Chemical And Cellular Basis Of Life - 1

Question 1

Elemental composition of living matter

Answer 1

92 - 20-25 - 25 - 17 - 96 - 4

92 elements naturally occur in earth’s crust.
Of which, about 20-25% elements are essential to continue healthy life and reproduction. (about
25- elements are essential for humans and about
17 for plants).
O,C,H,N make up 96% of living matter.
CaPKS - 4%
make up most of the remaining 4% of the mass of the organism.

Question 2

Humans - Elemental composition

Answer 2

C, H, O, N- accounts for 96.3% of the body mass
accounts for the remaining 3.7% -
1. Ca, Mg, K, Na
2. PiCkleS - P, Cl, S
3. trace elements - VIBEZ - V, I, B, Zn - CSMF - 3,3,2,2 -
Cu, Co, Cr, Se, Si, Sn, Mo, Mn, F, Fe

Question 3

Physical and chemical properties of water important for life

Answer 3

Water is a vital inorganic molecule

1. Vital chemical constituent of living cell
2. Provides a biological medium for all organisms

chemical structure of water molecule. Physical and chemical properties of water molecule provide the ability to render the vitality.
a small,
polar and
angular molecule.

Question 4

Polarity?

Answer 4

δ+ partial positive δ-partial negative

Polarity is an uneven charge distribution within a molecule. In water molecule, oxygen atom is slightly negative and hydrogen atom is slightly positive. Weak attractions between the slightly polar hydrogen atom of one water molecule and the slightly polar oxygen atom of adjacent water molecuole are known as hydrogen bonds.

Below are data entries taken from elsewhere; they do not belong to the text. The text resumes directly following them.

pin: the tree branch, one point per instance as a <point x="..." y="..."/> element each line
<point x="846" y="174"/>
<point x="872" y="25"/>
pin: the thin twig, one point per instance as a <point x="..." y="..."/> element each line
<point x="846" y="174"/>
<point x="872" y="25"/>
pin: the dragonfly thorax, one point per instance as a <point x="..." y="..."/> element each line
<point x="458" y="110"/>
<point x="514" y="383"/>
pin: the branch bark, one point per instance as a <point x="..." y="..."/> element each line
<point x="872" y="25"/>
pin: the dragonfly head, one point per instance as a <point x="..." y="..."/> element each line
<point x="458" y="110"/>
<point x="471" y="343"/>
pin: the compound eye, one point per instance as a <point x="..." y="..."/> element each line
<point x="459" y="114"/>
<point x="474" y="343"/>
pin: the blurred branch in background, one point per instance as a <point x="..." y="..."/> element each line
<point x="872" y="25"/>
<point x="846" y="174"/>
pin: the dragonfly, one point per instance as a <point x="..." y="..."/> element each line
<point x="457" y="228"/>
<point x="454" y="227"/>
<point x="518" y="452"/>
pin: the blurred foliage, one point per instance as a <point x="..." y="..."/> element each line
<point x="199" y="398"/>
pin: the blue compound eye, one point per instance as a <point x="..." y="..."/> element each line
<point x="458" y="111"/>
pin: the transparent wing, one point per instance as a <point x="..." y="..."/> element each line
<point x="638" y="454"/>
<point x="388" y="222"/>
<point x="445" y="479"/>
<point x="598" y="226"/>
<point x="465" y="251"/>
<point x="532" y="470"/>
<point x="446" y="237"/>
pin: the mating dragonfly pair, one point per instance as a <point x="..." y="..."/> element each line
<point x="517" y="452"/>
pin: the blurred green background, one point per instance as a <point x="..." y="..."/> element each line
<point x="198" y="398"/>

These hydrogen bonds play a major role in maintaining all the properties of water.

Question 5

properties of water arise due to attractions of different water molecules

Answer 5

In liquid form its H bonds are very fragile. H bonds form, break and reform with great frequency.

Question 6

Four major properties of water to maintain life on earth

Answer 6

• Cohesive behavior
• Ability to moderate temperature
• Expansion upon freezing
• Versatility as a solvent

Question 7

Cohesive behavior

Answer 7

Attraction between water molecules due to hydrogen bonding is known as cohesion.

Attraction between water molecules and other substances are known as adhesion.

Both of the above properties of water allow it to act as a transport medium.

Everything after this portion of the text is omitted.